Dismissed UWC Securitas staff in mediation talks
Workers are demanding to be reinstated at the University
Disgruntled Securitas employees are expected to meet with management on Friday to discuss whether they will be reinstated at the University of the Western Cape (UWC).
Over 100 current and former Securitas workers met on Wednesday where they agreed to participate in mediation processes with Securitas.
This comes nearly three months after 144 employees were dismissed on 13 January following violent student protests. Charges leveled against the group ranged from being absent from work, to “hostage” taking, and “assault and robbery”.
On Wednesday, dismissed workers held a meeting at the corners of Symphony Way and East Drive in Bellville. They have been protesting at that spot for several weeks, petitioning to be insourced by UWC.

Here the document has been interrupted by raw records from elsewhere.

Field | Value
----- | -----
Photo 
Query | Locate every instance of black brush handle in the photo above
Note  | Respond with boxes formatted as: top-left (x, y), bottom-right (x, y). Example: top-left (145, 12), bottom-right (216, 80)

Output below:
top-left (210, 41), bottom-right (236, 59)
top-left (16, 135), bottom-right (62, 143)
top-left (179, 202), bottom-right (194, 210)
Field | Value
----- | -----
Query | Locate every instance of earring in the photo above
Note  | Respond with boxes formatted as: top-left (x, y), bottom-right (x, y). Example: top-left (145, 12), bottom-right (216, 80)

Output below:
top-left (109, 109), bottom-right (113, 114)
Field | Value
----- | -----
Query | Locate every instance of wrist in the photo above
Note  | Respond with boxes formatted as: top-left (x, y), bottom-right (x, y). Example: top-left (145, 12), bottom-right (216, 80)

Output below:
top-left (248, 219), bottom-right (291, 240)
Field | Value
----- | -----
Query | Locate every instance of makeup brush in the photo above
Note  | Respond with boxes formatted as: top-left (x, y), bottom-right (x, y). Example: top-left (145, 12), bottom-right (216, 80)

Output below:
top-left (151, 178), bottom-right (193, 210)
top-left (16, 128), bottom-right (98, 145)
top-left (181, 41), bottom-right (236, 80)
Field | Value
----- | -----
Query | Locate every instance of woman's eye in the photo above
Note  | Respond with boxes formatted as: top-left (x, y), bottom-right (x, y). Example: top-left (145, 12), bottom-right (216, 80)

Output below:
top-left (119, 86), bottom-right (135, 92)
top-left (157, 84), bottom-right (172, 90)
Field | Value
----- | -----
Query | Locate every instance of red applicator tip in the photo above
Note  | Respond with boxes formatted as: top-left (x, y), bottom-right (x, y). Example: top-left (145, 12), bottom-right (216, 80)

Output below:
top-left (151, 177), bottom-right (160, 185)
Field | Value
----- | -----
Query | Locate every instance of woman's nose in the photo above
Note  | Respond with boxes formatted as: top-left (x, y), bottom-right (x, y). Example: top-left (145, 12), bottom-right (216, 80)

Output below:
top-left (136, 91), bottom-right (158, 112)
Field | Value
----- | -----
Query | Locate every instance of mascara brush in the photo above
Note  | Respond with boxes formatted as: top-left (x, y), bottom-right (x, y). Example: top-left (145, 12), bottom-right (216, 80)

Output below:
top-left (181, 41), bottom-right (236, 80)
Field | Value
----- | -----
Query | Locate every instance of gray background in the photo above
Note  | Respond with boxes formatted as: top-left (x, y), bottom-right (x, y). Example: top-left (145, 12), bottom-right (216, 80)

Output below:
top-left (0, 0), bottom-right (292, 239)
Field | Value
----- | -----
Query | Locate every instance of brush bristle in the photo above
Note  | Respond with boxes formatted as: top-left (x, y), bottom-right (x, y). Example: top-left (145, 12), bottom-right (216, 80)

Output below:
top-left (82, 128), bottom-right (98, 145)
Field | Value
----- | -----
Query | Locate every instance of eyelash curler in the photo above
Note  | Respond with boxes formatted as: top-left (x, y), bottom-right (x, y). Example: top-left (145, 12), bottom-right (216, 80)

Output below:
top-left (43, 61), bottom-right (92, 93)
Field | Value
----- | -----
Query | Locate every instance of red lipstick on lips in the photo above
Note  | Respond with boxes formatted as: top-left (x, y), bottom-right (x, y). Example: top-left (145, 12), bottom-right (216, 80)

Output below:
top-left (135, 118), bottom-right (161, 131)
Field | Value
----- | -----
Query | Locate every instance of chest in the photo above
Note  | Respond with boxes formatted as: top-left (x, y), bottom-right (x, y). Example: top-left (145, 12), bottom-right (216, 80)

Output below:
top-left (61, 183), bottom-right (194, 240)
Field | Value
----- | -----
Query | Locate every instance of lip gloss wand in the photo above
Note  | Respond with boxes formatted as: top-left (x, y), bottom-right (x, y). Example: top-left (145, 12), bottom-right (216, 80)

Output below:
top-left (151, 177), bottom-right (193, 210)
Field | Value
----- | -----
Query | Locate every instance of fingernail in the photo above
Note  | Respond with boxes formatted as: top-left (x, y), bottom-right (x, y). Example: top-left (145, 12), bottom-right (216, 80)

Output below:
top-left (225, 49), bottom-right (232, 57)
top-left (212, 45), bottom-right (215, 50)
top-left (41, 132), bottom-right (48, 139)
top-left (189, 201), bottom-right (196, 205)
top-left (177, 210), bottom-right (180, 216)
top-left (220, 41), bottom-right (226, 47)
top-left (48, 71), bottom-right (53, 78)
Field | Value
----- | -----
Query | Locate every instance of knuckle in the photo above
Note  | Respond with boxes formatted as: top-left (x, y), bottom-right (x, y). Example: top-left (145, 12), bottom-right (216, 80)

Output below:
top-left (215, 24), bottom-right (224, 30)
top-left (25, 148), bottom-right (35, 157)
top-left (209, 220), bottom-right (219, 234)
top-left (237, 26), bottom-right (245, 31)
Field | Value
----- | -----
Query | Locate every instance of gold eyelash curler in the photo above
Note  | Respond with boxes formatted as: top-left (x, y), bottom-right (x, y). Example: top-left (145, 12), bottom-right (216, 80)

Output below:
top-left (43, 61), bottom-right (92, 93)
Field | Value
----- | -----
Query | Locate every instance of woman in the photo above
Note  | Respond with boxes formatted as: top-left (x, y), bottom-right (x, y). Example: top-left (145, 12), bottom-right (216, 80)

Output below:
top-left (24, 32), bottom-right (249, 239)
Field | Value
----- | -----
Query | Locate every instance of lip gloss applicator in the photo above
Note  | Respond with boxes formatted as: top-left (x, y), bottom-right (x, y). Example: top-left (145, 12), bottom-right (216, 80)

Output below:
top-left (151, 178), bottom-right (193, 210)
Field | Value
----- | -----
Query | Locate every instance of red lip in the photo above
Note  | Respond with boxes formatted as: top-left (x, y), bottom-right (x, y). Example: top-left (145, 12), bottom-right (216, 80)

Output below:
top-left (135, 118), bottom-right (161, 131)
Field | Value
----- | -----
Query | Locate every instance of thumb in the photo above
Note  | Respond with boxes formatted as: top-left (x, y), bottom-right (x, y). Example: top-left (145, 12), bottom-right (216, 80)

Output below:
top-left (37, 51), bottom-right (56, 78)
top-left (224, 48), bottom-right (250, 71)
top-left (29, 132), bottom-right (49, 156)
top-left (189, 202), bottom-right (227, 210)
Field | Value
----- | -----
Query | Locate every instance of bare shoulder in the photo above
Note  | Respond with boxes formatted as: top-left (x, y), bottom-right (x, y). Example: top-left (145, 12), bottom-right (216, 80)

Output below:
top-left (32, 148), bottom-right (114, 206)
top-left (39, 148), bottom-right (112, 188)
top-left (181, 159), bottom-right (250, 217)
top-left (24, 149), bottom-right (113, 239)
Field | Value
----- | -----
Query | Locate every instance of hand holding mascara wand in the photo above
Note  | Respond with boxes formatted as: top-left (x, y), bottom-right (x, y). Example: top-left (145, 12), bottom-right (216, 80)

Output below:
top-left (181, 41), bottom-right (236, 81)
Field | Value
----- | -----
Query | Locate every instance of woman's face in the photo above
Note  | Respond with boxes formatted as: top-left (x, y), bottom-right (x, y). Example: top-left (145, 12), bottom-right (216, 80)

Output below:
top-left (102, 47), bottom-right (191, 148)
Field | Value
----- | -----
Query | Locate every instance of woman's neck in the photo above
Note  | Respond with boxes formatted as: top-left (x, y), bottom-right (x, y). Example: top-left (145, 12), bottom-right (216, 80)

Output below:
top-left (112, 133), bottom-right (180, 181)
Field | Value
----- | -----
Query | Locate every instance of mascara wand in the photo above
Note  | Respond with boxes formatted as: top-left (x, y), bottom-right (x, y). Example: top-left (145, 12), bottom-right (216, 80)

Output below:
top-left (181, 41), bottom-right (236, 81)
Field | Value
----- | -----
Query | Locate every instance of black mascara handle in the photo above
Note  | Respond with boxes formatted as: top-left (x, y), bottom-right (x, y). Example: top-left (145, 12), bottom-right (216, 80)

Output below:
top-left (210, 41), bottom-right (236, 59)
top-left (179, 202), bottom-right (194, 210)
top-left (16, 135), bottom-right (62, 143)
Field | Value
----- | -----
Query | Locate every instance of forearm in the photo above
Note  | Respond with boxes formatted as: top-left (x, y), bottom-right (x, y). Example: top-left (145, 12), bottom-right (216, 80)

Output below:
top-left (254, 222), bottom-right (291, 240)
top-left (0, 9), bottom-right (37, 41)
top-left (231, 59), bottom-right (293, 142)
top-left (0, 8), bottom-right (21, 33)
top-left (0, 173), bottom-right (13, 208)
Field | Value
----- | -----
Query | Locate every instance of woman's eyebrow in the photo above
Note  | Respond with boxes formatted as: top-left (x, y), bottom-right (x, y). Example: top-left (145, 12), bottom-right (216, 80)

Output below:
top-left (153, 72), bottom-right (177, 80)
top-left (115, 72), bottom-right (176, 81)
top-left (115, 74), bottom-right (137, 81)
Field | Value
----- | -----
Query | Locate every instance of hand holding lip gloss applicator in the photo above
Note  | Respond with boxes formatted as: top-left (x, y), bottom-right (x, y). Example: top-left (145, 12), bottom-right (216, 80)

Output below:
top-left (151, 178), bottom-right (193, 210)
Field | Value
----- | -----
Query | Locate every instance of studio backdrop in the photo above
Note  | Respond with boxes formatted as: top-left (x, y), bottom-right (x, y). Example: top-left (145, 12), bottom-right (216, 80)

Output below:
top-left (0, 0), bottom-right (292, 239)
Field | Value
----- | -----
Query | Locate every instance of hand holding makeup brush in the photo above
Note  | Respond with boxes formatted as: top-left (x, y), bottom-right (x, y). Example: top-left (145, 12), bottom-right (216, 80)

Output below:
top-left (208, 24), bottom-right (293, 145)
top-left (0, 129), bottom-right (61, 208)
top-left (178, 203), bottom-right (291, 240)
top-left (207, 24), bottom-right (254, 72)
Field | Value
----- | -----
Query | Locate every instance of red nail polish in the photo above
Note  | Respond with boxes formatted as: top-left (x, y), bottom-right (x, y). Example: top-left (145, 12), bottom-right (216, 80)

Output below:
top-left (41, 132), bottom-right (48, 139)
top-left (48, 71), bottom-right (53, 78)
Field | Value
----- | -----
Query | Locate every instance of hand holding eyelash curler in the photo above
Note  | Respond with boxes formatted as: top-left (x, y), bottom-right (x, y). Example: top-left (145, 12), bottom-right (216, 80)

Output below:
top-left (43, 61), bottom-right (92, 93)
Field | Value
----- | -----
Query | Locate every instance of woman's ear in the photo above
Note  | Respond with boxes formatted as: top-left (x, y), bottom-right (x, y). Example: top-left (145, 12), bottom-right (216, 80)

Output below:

According to workers, Securitas had declined their requests to be reinstated at UWC and instead agreed to meet on Friday. The group has elected five representatives to attend the mediation at Securitas’ Training Center in Maitland on Friday.
“We wanted to engage with [Securitas] involving the University playing the part of the mediator,” said Ntobeko Mfaxa, one of the dismissed workers.
“But [Securitas] say that they only want to meet the worker delegates, and not involve the university,” he said. Should Securitas not be prepared to reinstate them at UWC, they would once again approach the University to discuss insourcing, said Mfaxa.
Last week, UWC told GroundUp that insourcing at the University was “unaffordable”.
“We are very happy to hear that the university is willing to engage with us in order to hire the workers directly. [But] they want us to meet with Securitas first so that we can come back and address them with what Securitas has said,” Mfaxa said.
Another dismissed workers, who asked not to be named, said: “We will go and listen but I know the hope is on the mediation process [between the workers and UWC]. We are not happy, we don’t trust [Securitas].”
Securitas and UWC did not responded to GroundUp’s requests for comment by the time of publication.